When someone begins exhibiting symptoms, such as a fever, cough, or body aches, they often turn to the internet for answers. They may search for information about their symptoms to determine the type of disease they have developed. These individual searches, when aggregated with countless others, form a collective pool of data. This accumulation of searches serves as an early indicator or "signal" of respiratory disease activity within a population. Remarkably, this digital footprint can act as a proxy for real activity, offering insights into its spread before official hospital reports are submitted.
Respiratory disease-related search volumes complement existing surveillance systems and have shown to be most effective when combined with other types of data. In our efforts, we are currently working on developing Early warning Systems that leverage internet-search data, along with official health reports on respiratory diseases (such as Influenza, RSV, and COVID-19) to address the following tasks:
1. Anticipating the start of potential epidemic surges
2. To estimate the timing of a surge’s peak
Our proposed methods leverage information from multiple internet-based data sources, commonly called digital traces, as they are collected when humans navigate the internet and serve as proxies of human behavior.
The early warning system (EWS) framework is designed to anticipate sharp increases in respiratory diseases (such as influenza, RSV, and COVID-19) transmission, as identified by changes in the effective reproduction number (Rt), an outbreak indicator preferred by the community of epidemiologists. We’ve worked to extend and validate its functionality towards other target signals. The early warning system operates in the following way: Initially, we gather raw data from respiratory disease-related internet searches along with the currently available hospital admission reports from the CDC.
Next, we pre-process this raw data to remove noise and extraneous information and then quantify the trend of each proxy over the past six weeks.
Once the trends are established, we pinpoint the moments when exponential growth in respiratory disease activity begins. These critical points signal the potential onset of an outbreak. Using these insights, we construct a data-driven model that projects the likelihood of the start of an epidemic surge in a specific location within the upcoming six weeks, providing a timely alert for preventive actions.

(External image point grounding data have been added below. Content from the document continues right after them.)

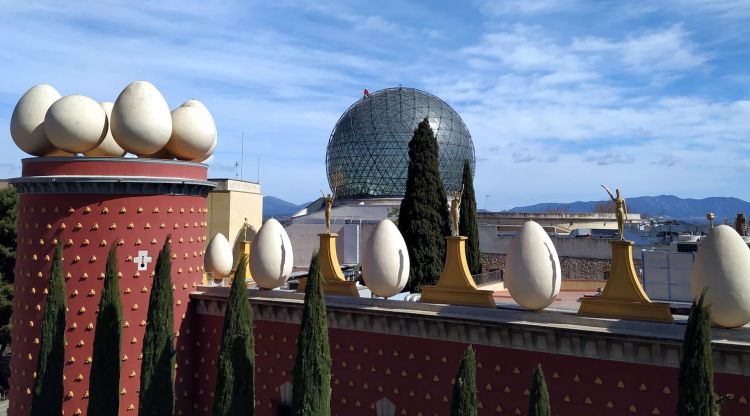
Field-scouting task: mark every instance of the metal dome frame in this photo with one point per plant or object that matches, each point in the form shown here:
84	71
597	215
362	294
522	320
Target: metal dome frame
368	150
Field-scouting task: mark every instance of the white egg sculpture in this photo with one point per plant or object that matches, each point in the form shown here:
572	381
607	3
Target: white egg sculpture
76	124
193	132
141	122
208	153
722	265
27	121
385	260
199	105
532	268
219	258
271	257
108	147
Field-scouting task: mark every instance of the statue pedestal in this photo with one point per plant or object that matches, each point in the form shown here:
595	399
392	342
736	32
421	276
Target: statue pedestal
456	286
334	282
623	296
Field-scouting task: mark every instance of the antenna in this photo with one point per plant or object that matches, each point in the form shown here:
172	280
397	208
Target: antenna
242	158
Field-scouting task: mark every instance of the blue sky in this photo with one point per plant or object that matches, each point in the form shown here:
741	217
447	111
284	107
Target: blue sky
559	96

Similarly, we are currently working on an early warning system to detect peaks of an outbreak. We start by using an algorithm designed to identify peaks within our historical proxy data. Then, we utilize a data-driven methodology to determine which proxies consistently preceded the historical peaks of our target respiratory disease. Finally, we create a model that can provide estimates of the likelihood of the peak of a surge in a specific location within the upcoming six weeks.
A retrospective analysis over our latest 2023-2024 season shows our capability to precede national and state-level influenza activity surges by successfully detecting the start of the national and state-level epidemics in 47 of the 50 states up to 6 weeks in advance.
Additionally, a retrospective analysis performed with data starting in 2010 to 2024, shows that our Early Warning System accurately detected 80% of state and national influenza surges up to 6 weeks in advance.